2.3.3     Civil Code, Criminal Code and Administrative Offences Act

Noise as an aspect of civil law is treated in the German Civil Code (Bürgerliches Gesetzbuch, BGB) (available in German), especially in the following articles:

§ 906 (Impacts from the neighbouring plot)
"The owner of a plot of land cannot prohibit the impacts of gases, vapours, smells, smoke, soot, heat, noises, vibrations and such coming from another plot insofar as these impacts do not or only insignificantly impair the use of the plot of land. The same applies to a significant impairment by a customary use of the other plot which cannot be prevented by economically reasonable measures. If the owner must hereafter tolerate an impact, he can demand an appropriate financial compensation from the user of the other plot if the impact impairs the customary use of the plot or its proceeds beyond reasonable measure. ..."

§ 1004 (Right to an injunction)
"If the ownership is impaired other than by removal or withholding of the possession, the owner can demand remedy of the impairment from the interferer. If there are other impairments, the owner may seek a prohibitory injunction. This right is excluded if the owner is obliged to tolerate the impairment."

Various legal rulings on the reasonableness of noise from sports facilities and traffic, which may have a similar impact like an inverse condemnation, had a major influence on the regulations on traffic noise protection (see section 3.1).

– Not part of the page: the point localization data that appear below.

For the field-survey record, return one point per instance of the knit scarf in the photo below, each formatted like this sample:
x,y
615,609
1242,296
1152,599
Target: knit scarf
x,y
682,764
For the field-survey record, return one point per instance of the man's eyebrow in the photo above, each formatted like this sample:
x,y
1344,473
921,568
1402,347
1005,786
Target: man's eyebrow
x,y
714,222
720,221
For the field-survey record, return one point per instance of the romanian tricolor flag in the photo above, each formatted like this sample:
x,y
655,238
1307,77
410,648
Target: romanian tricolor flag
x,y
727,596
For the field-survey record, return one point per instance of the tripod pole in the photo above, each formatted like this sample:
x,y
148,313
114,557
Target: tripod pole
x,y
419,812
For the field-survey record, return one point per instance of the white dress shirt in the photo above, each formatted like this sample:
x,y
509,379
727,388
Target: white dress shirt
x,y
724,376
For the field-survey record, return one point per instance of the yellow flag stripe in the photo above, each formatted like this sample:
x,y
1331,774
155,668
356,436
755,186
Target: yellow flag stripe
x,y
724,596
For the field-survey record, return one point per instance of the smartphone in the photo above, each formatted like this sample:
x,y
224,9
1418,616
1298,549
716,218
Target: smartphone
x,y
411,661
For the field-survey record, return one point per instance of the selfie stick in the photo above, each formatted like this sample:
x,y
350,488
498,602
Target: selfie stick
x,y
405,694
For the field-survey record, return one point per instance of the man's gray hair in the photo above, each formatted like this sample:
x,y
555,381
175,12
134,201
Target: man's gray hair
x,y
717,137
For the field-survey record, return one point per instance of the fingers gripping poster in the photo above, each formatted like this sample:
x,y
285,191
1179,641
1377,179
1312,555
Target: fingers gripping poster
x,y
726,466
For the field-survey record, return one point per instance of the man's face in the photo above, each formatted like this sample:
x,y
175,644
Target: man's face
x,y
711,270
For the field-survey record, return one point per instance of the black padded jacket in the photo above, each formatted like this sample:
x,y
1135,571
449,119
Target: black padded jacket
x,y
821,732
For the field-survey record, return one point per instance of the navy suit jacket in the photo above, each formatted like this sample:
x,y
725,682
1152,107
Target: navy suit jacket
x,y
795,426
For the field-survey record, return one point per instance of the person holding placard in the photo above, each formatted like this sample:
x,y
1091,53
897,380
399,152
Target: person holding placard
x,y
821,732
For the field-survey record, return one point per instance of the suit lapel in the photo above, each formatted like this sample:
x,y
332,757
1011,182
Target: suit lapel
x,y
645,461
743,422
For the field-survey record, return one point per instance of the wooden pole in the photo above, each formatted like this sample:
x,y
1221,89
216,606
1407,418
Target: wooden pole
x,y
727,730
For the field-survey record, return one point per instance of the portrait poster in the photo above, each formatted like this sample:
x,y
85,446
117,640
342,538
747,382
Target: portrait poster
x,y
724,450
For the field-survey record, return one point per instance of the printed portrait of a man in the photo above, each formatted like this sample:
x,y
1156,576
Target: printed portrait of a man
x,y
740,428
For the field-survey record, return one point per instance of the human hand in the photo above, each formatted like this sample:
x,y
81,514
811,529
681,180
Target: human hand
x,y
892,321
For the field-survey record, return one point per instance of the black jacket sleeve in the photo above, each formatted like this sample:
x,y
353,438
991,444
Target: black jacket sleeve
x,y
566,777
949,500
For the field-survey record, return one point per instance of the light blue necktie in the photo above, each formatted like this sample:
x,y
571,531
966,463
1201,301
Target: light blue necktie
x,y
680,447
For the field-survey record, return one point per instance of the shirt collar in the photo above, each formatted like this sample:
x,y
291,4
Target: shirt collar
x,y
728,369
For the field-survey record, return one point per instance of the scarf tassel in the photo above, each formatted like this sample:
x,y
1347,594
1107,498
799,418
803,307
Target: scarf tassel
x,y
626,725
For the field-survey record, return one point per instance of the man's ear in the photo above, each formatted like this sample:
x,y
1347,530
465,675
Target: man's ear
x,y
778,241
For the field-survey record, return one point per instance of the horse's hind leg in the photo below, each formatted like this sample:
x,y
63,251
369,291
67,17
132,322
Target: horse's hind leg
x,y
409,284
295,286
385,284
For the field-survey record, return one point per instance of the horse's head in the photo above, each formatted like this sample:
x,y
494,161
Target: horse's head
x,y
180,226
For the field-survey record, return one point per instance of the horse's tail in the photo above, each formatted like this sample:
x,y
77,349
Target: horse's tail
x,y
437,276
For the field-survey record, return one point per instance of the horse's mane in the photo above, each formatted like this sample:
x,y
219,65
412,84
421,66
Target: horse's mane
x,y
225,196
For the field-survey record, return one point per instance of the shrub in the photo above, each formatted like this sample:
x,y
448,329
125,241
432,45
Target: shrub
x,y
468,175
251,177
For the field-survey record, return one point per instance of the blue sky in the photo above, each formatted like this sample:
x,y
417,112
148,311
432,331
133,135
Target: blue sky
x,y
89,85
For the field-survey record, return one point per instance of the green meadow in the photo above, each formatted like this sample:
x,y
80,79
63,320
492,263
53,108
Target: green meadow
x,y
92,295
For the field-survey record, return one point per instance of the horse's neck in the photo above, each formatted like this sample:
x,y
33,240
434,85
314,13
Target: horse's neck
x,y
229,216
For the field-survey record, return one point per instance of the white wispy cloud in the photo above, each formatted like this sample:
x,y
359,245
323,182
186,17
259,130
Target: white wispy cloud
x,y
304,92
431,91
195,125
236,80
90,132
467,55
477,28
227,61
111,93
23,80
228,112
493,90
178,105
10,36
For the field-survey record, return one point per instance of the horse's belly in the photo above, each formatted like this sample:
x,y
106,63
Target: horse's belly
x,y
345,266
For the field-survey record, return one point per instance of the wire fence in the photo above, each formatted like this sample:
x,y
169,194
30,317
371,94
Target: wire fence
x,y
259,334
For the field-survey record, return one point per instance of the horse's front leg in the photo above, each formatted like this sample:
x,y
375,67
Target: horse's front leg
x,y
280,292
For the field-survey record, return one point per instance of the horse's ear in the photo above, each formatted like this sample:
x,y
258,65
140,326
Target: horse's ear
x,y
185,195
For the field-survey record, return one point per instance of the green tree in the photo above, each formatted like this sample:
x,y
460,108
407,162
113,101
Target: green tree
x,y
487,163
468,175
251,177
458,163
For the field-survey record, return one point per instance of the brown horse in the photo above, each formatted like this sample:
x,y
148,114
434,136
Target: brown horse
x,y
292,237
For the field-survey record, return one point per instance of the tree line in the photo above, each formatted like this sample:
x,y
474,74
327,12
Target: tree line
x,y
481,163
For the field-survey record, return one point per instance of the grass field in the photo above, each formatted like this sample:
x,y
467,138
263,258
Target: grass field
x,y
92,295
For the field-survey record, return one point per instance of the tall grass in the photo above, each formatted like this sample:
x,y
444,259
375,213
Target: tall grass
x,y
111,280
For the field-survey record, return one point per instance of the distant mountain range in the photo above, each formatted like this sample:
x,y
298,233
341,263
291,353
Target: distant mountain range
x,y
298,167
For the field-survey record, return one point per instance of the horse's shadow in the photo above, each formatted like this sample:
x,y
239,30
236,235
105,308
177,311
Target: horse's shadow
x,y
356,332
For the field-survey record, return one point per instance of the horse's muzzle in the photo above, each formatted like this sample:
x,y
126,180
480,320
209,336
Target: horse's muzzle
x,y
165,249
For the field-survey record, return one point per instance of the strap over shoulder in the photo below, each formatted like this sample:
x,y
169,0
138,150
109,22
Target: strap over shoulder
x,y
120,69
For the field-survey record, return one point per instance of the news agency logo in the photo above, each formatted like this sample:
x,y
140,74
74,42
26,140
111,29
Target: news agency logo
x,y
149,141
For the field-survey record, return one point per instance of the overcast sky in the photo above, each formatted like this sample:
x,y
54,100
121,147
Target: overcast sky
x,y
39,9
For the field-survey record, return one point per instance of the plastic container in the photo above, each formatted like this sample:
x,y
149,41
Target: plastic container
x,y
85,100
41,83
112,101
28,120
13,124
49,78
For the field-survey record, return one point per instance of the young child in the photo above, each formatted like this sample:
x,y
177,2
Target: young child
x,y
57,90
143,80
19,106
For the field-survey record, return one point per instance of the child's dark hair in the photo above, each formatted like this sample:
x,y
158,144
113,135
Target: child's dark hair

Emitters of noise can be prosecuted. The 18th amendment to the Criminal Code (Strafgesetzbuch, StGB) includes a section on "Crimes Against The Environment", with § 325, § 325a (Air Pollution and Noise) replacing § 63 (Offences) of the Federal Immission Control Act.

According to § 325a para. 1 of the Criminal Code "whoever, in the operation of a facility, especially a plant or machine, in violation of duties under administrative law, causes noise which is capable of harming the health of another outside of the area belonging to the facility, shall be punished with imprisonment for not more than three years or a fine". This shall not apply to motor vehicles, rail vehicles, aircraft or watercraft.

In the case of noise as a consequence of individual behaviour, § 117 (Inadmissible noise) of the Administrative Offences Act (Gesetz über Ordnungswidrigkeiten, OWiG) (available in German) is to be applied. It reads as follows:

"Anyone who, without justified reason and to an inadmissible or avoidable extent, causes noise which is capable of annoying the general public or the neighbourhood substantially or of harming the health of another commits an administrative offence."

Such offences are punished with a fine.

For the selection of the administrative treatment of remedial measures it is important to make a distinction between noise caused by an installation and noise caused by individual behaviour as the ordinances of the Federal Immission Control Act are to be applied in the first case and those of the Administrative Offences Act in the second. In the context of noise from sports and leisure facilities, restaurants and amusement parks for example it is hardly possible to separate purely technical operational noise from the visitors' activities, cheers and roars (see chapter 5 and section 6.4). This why city planning must never neglect the social aspects determined by individual behaviour in connection with intended uses.